Understanding DAC8
DAC8 reporting requirements
Who must report under DAC8, what information is collected and how due diligence works.
Updated
Short answer
DAC8 requires reporting crypto-asset service providers to identify reportable users, determine tax residence, collect tax information and report annual crypto-asset transaction information to a competent EU tax authority. The information can then be exchanged automatically between EU Member States.
DAC8 is the European Union reporting route. CARF is the OECD global model behind similar automatic crypto-asset tax reporting outside the EU.
Key facts
| Question | Answer |
|---|---|
| Who reports? | Reporting crypto-asset service providers and operators in scope |
| Who is reportable? | Users, and in some cases controlling persons, whose tax residence makes them reportable under DAC8 |
| What is reported? | Identity (name, home address, date of birth), tax residence, TINs, crypto-asset types, values, transaction categories and transfers |
| Where does data go? | Provider to a competent EU tax authority, then through automatic exchange to relevant Member States |
| When does it apply? | Core DAC8 crypto reporting rules apply from 1 January 2026, with first exchanges following in 2027 |
| Why it matters | DAC8 turns regulated crypto services into automatic tax-reporting collection points |
Providers
The obligation can apply to exchanges, brokers, custodians, payment services and other providers that effectuate or facilitate reportable crypto-asset transactions.
This is broader than a narrow “exchange only” rule. The practical question is whether a provider or operator is in scope because it carries out or facilitates reportable crypto-asset services for reportable users.
Users
Reportable users are users whose activity falls within the DAC8 reporting scope, including users resident for tax purposes in an EU Member State.
Entity structures can also matter. In some cases, reporting can involve controlling persons of an entity, not only the immediate account or service user.
Transactions
DAC8 can cover acquisitions and disposals of reportable crypto-assets, crypto-to-fiat exchanges, crypto-to-crypto exchanges, transfers and other reportable transaction categories implemented through covered providers.
Self-custody is not the same as provider reporting. A private wallet does not itself become a reporting service provider merely because it exists. But transactions involving a reporting service can create reportable data points that connect a person, a tax residence and crypto activity.
Reported data
Reported information can include customer identity (name, home address, date of birth), tax residence, tax identification numbers, transaction categories, values, dates, units, counts and transfers.
The most sensitive issue is the combination of identity and crypto activity. When civil identity, tax residence, transaction values and potentially distributed-ledger information are linked, the resulting dataset is more exposed than ordinary financial reporting.
Due diligence
Reporting providers must collect and verify information needed to determine whether a user is reportable. That can include self-certifications of tax residence, consistency checks against information already held by the provider and procedures for updating user records.

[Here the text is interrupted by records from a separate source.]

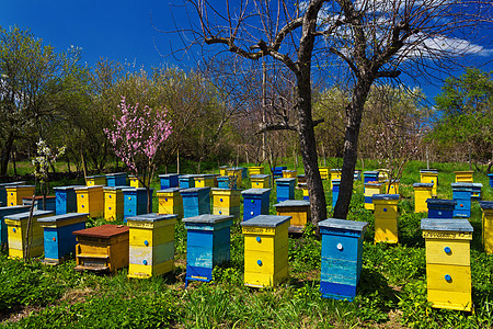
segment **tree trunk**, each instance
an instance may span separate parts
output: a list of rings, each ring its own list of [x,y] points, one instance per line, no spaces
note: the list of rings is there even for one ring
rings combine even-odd
[[[344,156],[341,185],[334,208],[334,218],[346,219],[353,195],[354,170],[358,159],[358,137],[363,109],[371,87],[371,79],[360,78],[353,91],[351,104],[346,107],[346,132],[344,136]]]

The provider operational process
DAC8 imposes a complete operational chain: identify the user, determine tax residence, collect the relevant information (including self-certifications), check its consistency and reasonableness, classify and aggregate transactions, then report the data annually to the competent authority in a structured format. This annual reporting turns commercial and operational data into transmissible tax data, so as to enable automatic exchange between tax administrations.

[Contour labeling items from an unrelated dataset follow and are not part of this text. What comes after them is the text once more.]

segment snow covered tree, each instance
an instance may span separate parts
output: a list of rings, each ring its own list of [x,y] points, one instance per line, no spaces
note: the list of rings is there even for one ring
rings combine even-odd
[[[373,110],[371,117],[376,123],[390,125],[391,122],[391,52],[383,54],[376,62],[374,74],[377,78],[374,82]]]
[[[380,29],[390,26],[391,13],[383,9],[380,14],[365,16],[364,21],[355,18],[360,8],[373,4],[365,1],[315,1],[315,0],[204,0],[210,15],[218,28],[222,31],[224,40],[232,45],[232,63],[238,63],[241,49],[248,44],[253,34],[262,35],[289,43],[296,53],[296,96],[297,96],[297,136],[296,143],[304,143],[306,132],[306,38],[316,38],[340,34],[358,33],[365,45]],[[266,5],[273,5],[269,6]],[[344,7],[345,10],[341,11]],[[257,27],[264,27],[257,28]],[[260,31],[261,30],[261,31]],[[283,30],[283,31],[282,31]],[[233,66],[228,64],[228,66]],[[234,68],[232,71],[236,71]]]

Crypto-asset service providers (CASPs) thus become international tax-compliance infrastructure. The provider is no longer only a trading or custody service: it becomes a data collection and reporting node connected to national tax administrations. It must integrate collection, verification, classification and reporting flows into its systems. For businesses, this means new systems, customer workflows, controls and reporting formats.

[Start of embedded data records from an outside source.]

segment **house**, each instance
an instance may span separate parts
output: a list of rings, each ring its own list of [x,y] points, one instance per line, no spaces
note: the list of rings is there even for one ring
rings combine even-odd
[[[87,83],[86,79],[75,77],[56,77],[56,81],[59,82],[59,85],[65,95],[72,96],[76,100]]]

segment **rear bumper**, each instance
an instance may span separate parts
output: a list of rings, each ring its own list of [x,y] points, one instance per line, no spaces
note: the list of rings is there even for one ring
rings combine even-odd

This cost is not only technical. It changes the relationship between the user and the provider: using a regulated service becomes synonymous with automatic exposure. For users, crypto activity carried out through reporting providers becomes visible by default.
Exchange between authorities
DAC8 is not only a domestic reporting rule. A provider reports to a competent tax authority, and that authority can exchange relevant information with other EU Member States through the administrative cooperation framework.
That is why DAC8 should be understood together with CARF and the CARF countries list: the EU system is part of a wider move toward automatic international crypto tax reporting.
Risk
The problem is not the existence of tax reporting. The problem is the creation of a broad dataset that can expose crypto holders beyond tax administration.
For Bull Bitcoin, DAC8 is disproportionate because it normalizes mass collection before suspicion, investigation or individualized justification. A targeted information request can be justified in a concrete tax inquiry. Default automatic reporting of ordinary users is a different model.
The proportionality problem
A targeted request can be proportionate when it concerns an identified taxpayer. Automatic mass collection reverses the logic: everyone is collected first, then the data is possibly used afterwards.
It is this reversal that Bull Bitcoin challenges.